FIG. 2 is R _0,7 An acoustic wave mode guided harmonic mode locking laser temperature sensing schematic.

First, the principles of an opto-mechanical harmonic mode-locked laser will be described. When a laser pulse propagates in the optical fiber, an acoustic wave is generated, which is transmitted transversely along the optical fiber due to the electrostrictive effect, and the acoustic wave vibration changes the material density, which causes the refractive index of the optical fiber to change, which in turn modulates the pulse. When the driving pulse energy reaches the threshold E _p When the pulse duration is much shorter than the acoustic lifetime and the resonant frequency Ω of the acoustic wave in the fiber is an integer multiple of the repetition frequency of the mode-locked laser, the resonant frequency will be amplified by oscillation and suppress other frequencies.
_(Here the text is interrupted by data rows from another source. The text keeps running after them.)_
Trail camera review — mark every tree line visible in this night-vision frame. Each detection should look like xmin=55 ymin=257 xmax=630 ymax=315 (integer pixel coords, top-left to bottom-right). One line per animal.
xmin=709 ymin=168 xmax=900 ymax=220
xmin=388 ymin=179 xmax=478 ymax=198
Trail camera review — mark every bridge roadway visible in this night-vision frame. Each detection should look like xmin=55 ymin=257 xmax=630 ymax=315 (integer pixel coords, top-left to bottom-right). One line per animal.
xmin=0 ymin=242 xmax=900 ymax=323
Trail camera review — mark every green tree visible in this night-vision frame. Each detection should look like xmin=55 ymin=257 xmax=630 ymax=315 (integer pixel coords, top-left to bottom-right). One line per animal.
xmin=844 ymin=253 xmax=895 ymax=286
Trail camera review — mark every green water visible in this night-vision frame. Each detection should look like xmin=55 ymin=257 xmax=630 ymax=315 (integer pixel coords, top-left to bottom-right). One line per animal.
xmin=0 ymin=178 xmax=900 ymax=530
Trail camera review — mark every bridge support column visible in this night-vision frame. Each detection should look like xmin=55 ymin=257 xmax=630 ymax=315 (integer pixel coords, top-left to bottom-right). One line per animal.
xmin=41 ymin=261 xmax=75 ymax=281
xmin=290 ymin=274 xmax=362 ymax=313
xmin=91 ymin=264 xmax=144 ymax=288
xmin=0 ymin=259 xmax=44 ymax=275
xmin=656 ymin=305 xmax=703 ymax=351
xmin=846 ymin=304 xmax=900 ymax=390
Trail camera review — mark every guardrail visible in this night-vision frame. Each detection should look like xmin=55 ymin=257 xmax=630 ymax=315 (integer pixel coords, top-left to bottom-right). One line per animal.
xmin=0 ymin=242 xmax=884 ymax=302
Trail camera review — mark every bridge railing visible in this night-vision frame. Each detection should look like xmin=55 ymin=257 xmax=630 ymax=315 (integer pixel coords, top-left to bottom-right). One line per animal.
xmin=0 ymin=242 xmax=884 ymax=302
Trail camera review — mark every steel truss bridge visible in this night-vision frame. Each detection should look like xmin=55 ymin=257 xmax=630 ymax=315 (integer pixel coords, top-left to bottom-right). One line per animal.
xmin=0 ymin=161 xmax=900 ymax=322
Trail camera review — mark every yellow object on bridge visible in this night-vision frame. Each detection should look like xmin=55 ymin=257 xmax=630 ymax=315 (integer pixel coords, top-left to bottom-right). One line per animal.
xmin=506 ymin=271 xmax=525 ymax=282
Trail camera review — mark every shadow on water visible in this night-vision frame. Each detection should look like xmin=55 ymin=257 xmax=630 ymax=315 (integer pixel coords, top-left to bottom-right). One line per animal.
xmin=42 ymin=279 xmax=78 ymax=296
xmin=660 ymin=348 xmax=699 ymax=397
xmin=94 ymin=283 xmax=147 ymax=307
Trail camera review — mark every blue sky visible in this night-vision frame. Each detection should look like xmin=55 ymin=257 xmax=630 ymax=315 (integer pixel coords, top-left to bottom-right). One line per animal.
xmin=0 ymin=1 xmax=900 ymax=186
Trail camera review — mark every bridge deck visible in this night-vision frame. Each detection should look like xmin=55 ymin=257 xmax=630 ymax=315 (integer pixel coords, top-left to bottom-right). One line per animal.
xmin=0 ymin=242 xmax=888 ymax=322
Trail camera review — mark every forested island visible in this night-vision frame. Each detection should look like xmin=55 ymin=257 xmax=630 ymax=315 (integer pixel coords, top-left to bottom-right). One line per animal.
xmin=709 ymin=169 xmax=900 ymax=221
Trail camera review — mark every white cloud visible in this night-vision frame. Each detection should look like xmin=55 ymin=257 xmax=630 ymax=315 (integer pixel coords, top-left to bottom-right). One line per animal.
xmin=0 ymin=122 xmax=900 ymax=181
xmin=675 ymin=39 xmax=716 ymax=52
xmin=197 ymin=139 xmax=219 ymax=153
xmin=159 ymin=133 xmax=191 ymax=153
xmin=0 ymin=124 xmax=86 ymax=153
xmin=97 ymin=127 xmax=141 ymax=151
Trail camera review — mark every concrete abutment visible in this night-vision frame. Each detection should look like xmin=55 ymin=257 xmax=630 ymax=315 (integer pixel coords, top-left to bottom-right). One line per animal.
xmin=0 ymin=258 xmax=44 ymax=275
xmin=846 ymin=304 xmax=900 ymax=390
The conditions for implementing an opto-mechanical higher order harmonic mode-locked laser can be expressed as:

wherein, delta epsilon _r (z, t, r, θ) is the modulation of the dielectric constant of the material due to photoacoustic interactions, γ _e Q is the overlap integral between the light field fundamental mode and the forward stimulated Brillouin scattering acoustic wave mode, E _p Is pulse energy ρ _a (R, θ) is the i-th order (i=1, 2,3 …) acoustic mode R _0,i Q is the propagation constant of the acoustic wave along the single mode fiber axis, n and a are the effective refractive index of the single mode fiber and the mode field area of the fundamental optical mode, respectively, c is the speed of light in vacuum, ρ ₀ Is the density of silicon dioxide Γ _B Is the brillouin line width and,is the phase offset between the sound wave and the pulse train driving it. From equation (4), the amplitude of the generated sound wave is equal to (4δ) ² +Γ _B ² ) ^1/2 Inversely proportional. According to the phase matching condition, when->The acoustic gain will occur in the (0, pi) interval and at +.>The maximum value is obtained.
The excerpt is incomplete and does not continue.